Professor Haseltine, the President did talk about testing. In the past, he has disparaged expanded testing, but today he said that if doctors and other professionals say we need more of it, then he will agree, we need more of it. What do you make of that?

DR. WILLIAM HASELTINE, CHAIR AND PRESIDENT, ACCESS HEALTH INTERNATIONAL: Well, first of all, I think, I agree with everybody that it's a good thing that he finally said that we need masks, but it is far, far short of what we need.

We need action. We need strategic plans. We need people helping the people in our southern and western states. We need people who can provide the equipment and we don't have those plans. I'd like to see this resolved, turned in to real action.

You know, if you look at the number of deaths in the world, there's about 10 people dying every minute, and almost two of those are Americans. That is what is happening right now. Can we do something about it? Yes. But will it be in time for the decision that everybody is making right now?

Parents are trying to decide whether to send their kids back to school. There won't be a vaccine or a drug by then. They have to make decisions on what we know now, and it doesn't look very good.

BERMAN: Yes, will it be in time?

HASELTINE: The people are out partying. The young people are out partying. They have to decide whether to go back to college or if their college is going to be open.

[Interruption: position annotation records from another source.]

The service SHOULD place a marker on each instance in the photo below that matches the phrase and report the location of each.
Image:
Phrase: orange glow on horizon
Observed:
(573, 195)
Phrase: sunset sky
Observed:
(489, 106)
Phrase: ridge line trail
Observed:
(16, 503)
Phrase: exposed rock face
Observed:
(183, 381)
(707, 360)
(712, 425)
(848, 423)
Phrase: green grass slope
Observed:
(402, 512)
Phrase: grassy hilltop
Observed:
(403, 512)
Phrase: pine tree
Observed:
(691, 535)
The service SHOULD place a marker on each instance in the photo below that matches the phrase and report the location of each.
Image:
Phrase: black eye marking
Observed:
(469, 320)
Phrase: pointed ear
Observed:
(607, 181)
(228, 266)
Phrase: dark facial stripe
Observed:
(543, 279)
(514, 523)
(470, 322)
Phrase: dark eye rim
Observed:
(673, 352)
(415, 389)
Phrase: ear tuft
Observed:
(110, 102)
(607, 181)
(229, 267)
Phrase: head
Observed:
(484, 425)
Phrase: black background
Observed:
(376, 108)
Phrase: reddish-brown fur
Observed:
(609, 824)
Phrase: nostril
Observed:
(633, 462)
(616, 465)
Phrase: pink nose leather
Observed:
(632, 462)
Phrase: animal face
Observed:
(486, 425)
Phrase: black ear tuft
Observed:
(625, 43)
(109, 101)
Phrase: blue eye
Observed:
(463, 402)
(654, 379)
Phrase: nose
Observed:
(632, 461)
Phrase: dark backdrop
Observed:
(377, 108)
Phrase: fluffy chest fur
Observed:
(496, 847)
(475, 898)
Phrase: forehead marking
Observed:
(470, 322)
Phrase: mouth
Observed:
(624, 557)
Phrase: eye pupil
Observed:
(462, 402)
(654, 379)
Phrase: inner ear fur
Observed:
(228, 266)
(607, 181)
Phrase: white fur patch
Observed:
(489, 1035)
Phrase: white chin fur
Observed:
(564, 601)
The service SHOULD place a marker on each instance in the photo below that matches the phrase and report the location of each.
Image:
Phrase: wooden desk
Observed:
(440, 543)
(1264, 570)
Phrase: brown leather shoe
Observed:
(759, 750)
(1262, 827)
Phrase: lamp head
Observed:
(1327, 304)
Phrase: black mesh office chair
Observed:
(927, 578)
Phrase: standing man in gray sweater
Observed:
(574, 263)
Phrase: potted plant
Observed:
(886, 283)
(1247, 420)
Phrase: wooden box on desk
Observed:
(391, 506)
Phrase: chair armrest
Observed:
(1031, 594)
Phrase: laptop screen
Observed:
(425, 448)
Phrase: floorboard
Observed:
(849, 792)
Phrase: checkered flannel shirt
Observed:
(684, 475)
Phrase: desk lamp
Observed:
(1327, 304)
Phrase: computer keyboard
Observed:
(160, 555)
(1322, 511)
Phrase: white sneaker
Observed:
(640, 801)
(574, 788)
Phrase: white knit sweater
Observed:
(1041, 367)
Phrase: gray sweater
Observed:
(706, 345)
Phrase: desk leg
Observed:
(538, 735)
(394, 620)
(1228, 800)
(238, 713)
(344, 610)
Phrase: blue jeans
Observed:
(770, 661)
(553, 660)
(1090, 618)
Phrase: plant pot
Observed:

So we need action and we need it fast and we need it now. Actually, we needed it a long time ago.

BERMAN: Well, that was my point.

HASELTINE: But now, we need it.

BERMAN: We needed it months ago. We needed it months ago. It's too late by 142,000 deaths at this point already.

Dr. Hotez there is this matter of C.D.C. data suggesting that the U.S. has 10 times more cases that is being reported. If that's true, what are the implications there? I mean, what does that mean for stopping the spread?

HOTEZ Well, we've known this for a long time that the number of confirmed cases is just a fraction, and the scientists' debate whether the real number is three times more or five times more or 10 times more. But that's right. I mean, we should assume that at least about 35

million Americans have been infected with COVID-19 and the numbers are continuing to climb.

But what it means practically speaking is when we quote numbers, like in Houston, where we've had 1,200 cases today or yesterday, what that really means is probably 5,000 or 6,000 cases and the idea that we could do contact tracing of 5,000 and 6,000 cases in a day in Houston, is -- I don't see a path that we can do that.

So today, I put up -- we published a paper really looking at a plan for the nation where we can bring the whole country back down to containment mode by October 1. Otherwise we just can't do the contact trace.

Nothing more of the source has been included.